Чем дольше я искал ответы на возникающие у меня все новые и новые вопросы, тем больше убеждался в зыбкости своих подозрений, но, несмотря на это, не мог от них избавиться полностью. В конце концов, – решил я, – все разъяснится само собой. В любом случае история «Слова о полку Игореве», как я убедился, только прикоснувшись к ней, заслуживает того, чтобы заняться ею всерьез, не жалея ни сил, ни времени.

И еще одно обстоятельство подогревало мое желание продолжить начатое расследование: благодаря ему, я надеялся еще раз встретиться с Наташей, образ которой до сих пор стоял у меня в глазах.

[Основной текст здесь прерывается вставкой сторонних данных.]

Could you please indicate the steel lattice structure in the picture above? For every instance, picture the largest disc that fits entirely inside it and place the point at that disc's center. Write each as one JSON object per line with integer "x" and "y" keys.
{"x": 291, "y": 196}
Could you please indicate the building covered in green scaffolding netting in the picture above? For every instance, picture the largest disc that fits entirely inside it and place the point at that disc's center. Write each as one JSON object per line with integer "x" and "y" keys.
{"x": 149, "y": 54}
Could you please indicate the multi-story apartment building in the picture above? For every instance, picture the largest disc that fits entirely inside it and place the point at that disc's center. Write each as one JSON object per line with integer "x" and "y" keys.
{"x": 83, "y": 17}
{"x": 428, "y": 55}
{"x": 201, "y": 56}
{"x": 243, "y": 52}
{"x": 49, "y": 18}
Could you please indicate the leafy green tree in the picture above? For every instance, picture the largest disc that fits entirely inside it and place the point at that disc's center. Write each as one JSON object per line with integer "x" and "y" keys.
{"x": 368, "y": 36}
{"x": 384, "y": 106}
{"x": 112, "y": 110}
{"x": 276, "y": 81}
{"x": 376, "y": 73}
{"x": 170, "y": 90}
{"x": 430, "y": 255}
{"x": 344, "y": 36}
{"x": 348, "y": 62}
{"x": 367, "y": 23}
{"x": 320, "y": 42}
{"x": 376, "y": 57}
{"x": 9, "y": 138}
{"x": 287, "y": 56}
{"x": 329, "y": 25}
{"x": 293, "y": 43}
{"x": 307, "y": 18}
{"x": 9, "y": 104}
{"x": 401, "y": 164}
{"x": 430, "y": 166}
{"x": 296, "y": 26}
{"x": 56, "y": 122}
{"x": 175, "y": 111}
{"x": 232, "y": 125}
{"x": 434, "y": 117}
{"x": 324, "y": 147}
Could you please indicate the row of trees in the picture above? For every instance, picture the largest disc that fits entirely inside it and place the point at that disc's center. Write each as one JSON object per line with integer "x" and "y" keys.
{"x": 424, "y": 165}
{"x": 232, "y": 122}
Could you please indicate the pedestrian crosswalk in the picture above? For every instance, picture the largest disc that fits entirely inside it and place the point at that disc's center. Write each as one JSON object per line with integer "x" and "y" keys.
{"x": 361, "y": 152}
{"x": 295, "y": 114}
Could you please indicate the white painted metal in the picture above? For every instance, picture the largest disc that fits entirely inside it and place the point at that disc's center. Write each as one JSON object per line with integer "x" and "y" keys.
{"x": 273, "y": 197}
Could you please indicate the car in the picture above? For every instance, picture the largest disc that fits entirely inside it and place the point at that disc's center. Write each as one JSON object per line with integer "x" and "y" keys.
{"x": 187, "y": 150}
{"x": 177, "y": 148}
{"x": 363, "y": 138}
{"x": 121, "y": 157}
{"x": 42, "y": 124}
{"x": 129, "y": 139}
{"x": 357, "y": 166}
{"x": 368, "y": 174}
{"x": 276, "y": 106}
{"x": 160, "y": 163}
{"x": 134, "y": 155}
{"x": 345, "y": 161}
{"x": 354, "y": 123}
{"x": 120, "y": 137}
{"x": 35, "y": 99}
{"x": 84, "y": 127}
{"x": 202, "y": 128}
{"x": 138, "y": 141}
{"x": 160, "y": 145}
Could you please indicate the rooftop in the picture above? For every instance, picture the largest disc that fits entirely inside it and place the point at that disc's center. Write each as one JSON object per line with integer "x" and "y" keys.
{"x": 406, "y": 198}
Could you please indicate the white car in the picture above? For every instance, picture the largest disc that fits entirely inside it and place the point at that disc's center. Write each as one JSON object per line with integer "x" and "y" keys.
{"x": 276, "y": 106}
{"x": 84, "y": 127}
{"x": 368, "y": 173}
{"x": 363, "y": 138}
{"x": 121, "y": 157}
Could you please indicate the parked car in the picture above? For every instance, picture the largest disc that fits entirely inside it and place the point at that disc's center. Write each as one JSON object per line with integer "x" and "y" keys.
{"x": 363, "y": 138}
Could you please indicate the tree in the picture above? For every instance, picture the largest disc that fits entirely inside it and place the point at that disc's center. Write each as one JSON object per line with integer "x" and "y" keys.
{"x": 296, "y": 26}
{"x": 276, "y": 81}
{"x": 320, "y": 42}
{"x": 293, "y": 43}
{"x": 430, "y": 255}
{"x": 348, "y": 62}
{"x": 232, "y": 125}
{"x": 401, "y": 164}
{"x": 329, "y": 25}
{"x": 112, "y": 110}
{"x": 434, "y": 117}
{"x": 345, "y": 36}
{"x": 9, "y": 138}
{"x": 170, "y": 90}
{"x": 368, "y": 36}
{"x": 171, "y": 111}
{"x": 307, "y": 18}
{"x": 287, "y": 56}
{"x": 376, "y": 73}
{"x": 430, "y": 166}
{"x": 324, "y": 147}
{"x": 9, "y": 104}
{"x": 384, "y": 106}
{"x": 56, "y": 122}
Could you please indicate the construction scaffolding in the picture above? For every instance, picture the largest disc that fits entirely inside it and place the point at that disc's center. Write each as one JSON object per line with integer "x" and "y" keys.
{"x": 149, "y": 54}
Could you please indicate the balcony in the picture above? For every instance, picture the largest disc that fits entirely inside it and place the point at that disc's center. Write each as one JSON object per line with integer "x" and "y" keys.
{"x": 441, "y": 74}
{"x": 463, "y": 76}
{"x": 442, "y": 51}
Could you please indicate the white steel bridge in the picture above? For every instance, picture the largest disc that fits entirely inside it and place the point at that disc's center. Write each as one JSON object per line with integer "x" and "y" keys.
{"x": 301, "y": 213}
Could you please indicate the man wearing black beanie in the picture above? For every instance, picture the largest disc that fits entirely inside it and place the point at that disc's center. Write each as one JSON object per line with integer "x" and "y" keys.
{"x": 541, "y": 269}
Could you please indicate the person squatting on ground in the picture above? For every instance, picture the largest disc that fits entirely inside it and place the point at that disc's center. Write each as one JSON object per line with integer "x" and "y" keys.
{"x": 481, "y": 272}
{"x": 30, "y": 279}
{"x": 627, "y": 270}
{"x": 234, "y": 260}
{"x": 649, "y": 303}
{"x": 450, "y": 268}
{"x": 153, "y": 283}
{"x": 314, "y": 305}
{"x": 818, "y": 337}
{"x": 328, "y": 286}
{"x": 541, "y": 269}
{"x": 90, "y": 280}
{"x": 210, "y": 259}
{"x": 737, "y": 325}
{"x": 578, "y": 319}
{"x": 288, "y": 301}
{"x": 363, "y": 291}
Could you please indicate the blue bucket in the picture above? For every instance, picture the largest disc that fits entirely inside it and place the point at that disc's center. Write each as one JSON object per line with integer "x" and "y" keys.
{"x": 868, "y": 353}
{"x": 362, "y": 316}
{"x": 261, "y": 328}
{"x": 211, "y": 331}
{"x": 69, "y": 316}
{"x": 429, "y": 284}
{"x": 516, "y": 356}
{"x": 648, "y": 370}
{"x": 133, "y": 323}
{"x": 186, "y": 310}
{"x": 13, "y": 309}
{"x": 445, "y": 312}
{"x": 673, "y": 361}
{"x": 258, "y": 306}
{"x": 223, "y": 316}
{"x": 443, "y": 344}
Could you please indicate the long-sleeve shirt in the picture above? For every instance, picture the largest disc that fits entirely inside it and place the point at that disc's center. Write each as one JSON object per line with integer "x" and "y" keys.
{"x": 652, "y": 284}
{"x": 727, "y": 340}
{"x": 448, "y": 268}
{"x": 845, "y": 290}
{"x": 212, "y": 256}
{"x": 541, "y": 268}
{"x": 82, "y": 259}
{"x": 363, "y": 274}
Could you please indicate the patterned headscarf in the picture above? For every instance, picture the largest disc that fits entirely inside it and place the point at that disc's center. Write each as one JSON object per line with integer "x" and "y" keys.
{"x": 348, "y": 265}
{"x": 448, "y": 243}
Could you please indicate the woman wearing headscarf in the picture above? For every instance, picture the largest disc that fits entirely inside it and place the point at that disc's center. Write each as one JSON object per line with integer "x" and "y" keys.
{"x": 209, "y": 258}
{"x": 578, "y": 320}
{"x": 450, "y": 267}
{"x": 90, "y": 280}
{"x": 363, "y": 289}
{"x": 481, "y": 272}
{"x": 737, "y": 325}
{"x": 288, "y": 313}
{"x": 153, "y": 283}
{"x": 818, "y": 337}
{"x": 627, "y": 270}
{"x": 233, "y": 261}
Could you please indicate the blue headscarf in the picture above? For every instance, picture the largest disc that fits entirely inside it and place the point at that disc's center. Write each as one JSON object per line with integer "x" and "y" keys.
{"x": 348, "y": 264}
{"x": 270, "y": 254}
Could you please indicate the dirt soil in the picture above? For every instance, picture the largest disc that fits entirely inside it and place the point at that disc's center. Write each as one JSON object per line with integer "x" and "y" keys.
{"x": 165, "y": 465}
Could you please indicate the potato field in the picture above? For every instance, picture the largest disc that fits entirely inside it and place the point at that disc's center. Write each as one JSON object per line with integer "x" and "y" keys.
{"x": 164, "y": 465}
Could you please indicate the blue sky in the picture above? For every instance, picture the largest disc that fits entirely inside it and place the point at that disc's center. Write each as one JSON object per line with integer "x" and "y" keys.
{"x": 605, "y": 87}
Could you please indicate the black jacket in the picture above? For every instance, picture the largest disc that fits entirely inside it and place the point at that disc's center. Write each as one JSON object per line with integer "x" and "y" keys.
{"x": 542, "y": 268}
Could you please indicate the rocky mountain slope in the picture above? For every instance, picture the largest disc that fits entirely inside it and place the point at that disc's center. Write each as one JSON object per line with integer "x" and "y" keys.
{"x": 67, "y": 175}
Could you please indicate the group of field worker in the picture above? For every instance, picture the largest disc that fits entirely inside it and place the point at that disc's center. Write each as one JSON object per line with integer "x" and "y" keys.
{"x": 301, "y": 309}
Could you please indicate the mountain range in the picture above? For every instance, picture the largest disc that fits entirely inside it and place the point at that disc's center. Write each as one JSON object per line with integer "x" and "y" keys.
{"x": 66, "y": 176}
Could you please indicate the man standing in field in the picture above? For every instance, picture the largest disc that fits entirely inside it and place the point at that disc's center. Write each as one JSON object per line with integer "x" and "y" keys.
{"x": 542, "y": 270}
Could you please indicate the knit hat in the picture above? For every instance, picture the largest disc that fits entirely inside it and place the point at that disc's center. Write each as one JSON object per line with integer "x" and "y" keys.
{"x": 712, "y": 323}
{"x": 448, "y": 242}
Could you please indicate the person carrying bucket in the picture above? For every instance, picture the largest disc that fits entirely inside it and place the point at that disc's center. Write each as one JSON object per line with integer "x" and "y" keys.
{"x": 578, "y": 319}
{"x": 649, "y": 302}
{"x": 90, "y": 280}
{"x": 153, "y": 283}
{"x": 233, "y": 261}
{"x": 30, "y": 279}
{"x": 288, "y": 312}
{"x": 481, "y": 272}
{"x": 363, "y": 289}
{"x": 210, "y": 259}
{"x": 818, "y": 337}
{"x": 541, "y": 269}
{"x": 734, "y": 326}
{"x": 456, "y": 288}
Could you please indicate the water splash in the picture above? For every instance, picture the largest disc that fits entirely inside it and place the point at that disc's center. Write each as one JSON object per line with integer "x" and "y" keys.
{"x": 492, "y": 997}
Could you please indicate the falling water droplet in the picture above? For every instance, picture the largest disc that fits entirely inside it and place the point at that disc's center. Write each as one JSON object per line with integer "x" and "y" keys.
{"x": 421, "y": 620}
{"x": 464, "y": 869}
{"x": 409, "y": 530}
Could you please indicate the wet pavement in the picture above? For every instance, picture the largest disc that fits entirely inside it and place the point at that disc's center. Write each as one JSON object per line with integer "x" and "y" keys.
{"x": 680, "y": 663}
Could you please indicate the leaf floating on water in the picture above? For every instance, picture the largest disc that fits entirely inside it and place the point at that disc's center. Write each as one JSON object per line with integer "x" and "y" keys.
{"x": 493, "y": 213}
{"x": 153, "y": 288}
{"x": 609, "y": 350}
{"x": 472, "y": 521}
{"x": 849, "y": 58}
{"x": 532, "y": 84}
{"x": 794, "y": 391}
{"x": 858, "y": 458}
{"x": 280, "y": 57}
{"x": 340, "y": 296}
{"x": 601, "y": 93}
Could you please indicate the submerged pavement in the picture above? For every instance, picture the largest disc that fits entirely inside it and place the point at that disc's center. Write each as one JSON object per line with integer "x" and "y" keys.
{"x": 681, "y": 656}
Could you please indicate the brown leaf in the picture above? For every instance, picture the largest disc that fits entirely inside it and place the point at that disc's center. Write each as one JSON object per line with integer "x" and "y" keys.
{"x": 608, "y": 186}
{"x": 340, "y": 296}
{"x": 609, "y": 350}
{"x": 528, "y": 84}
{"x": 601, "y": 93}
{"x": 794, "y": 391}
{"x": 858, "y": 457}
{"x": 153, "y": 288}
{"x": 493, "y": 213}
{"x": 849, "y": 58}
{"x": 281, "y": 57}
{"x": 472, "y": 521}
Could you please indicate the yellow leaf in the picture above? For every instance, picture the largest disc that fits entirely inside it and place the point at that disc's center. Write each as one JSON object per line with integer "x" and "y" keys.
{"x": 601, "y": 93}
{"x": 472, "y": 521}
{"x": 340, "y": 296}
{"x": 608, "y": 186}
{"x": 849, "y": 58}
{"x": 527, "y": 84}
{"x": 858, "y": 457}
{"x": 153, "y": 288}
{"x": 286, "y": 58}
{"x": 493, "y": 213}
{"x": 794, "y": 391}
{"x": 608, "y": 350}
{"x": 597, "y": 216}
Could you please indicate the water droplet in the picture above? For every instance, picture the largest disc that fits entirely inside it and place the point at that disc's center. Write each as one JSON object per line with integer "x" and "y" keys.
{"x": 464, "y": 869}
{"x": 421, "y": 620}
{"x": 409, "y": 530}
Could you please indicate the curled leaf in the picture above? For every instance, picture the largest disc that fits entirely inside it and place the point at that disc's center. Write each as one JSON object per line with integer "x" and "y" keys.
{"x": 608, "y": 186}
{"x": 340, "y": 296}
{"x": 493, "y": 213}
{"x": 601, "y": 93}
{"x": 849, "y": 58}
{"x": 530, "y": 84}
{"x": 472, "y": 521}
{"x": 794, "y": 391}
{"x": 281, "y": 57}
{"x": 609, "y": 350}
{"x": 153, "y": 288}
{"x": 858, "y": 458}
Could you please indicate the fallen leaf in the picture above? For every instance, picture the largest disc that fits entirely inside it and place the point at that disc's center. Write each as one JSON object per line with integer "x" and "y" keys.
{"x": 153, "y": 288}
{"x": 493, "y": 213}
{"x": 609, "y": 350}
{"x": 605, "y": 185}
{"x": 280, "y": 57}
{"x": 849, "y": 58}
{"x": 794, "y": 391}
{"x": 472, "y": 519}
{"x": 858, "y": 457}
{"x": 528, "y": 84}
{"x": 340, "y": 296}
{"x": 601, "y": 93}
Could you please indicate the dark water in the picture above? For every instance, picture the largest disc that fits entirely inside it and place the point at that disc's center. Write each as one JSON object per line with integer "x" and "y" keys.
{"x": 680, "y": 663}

Глава пятая. Акварель с секретом

На другой день я с утра сел за письменный стол, чтобы по горячим следам записать все полученные сведения, касающиеся истории «Слова о полку Игореве». Но оказалось, я зря так самонадеянно рассчитывал на свою память – она не сохранила многие факты и детали, без которых мое повествование было бы неполным. Кроме того, нельзя было обойтись без точного цитирования исторических источников, упоминавшихся Пташниковым и Окладиным.

Это заставило меня опять поехать в музей и обратиться за помощью к Лидии Сергеевне. Когда я вошел в ее кабинет, она и на этот раз была здесь одна. Может, мне почудилось, но встретила она меня так, словно дожидалась моего прихода.

Когда я рассказал, что собираюсь написать для молодежной газеты очерк-расследование об истории «Слова о полку Игореве», Лидия Сергеевна тут же, без лишних расспросов, выдала мне разработанные ею материалы для подготовки экскурсии по экспозиции, методическую разработку этой экскурсии и целый список книг, в которых находились необходимые цитаты. Больше того, она договорилась с заведующей музейной библиотекой, чтобы все эти книги мне выдали на руки и я мог поработать с ними дома.

По правде говоря, я не ожидал встретить такую горячую поддержку моему намерению написать о «Слове», поскольку по опыту знал, что, как правило, музейные работники ревниво относятся к авторам, пишущим о том, что они – музейщики – по долгу службы знают досконально.

Не удержавшись, я сказал об этом Лидии Сергеевне, оговорившись, что это замечание никак к ней не относится.

– Однако ваше замечание во многом справедливо, – спокойно выслушала она меня. – Некоторые мои коллеги действительно очень болезненно воспринимают посягательство писателя на то, что составляет смысл и содержание всей их жизни. Но я не из их числа и уверена: свежий взгляд на вещи полезен любому делу, в том числе и музейному. Диктатура опасна не только в политике, но и в исторической науке, где, к сожалению, тоже появились диктаторы, своим авторитетом, по сути, запрещающие инакомыслие…

Лидия Сергеевна помедлила, а потом, заглянув мне в лицо, тихо добавила:

– Но в данном случае я, видимо, просто обязана вам помочь. Мне кажется, вы располагаете или в ближайшее время будете располагать какими-то материалами, которых нет у других авторов, занимающихся историей «Слова о полку Игореве».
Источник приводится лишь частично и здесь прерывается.